Every two minutes, a woman is diagnosed with breast cancer. One in 8 women will get diagnosed with breast cancer in their lifetime. And 85 percent of women diagnosed with breast cancer have no family history of it. But these sobering statistics are paired with a hopeful one: According to the American Cancer Society, breast cancer has a 99% survival rate when detected early.


Swig is setting out to break the ice and Save the Cups! The foundation has already raised $300,000 to help pay for patients’ medical bills, and this year, the goal is another $150,000. During the month of October, customers can buy specialized drinks, tumblers, stickers, and apparel, as well as simply donate to the cause at their local Swig.
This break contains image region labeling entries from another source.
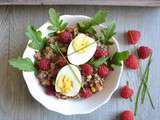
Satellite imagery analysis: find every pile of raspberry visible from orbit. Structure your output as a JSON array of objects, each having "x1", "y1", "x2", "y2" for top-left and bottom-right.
[
  {"x1": 120, "y1": 30, "x2": 152, "y2": 120},
  {"x1": 80, "y1": 47, "x2": 109, "y2": 98}
]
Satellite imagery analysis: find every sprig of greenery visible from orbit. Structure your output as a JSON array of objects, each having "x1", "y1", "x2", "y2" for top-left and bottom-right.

Before founding Swig, Nicole Tanner battled breast cancer in 2009. After miraculously having her medical bills paid for, she knew she wanted to pay it forward.


“Save The Cups means the world to me,” Tanner said. “It’s tender and close to my heart. At first this started as a way to give back, but the momentum and support we’ve received has turned this into a movement. It’s so much bigger than me. It’s almost as if Swig was born so that it could lead us to Save The Cups.”


Awareness is a key factor of the Save The Cups campaign. Utah, in particular, has some of the worst mammography screening rates in the nation at only 52.2 percent (the national average is 66.9 percent).


“By far and away, I just wish everyone would go get their stinking mammograms,” said Dr. Jennifer Tittensor, Breast Specialist and Partner in Utah Surgical Associates. “Insurance pays for women 40 and older to get a free mammogram every year. No one is exempt. We can fight this thing if we find it early. Grab your girlfriends and go get a Swig and a mammogram.”

Last year, Karli Hanks heard Tanner on the radio talking about Save The Cups. She scheduled her very first mammogram at age 42, and a month later, she found out she had breast cancer.


“Don’t wait,” said Hanks, who had her medical bills paid for through Save The Cups. “Even if you think you’re a healthy woman, don’t wait. Schedule a mammogram. It’s awkward for 30 minutes, but it could save you a lifetime.”


“We have to tell our stories,” Tanner added. “I held mine in for too long, but I’m so happy to be sharing it now. We owe it to each other! We never know who we’re going to help.”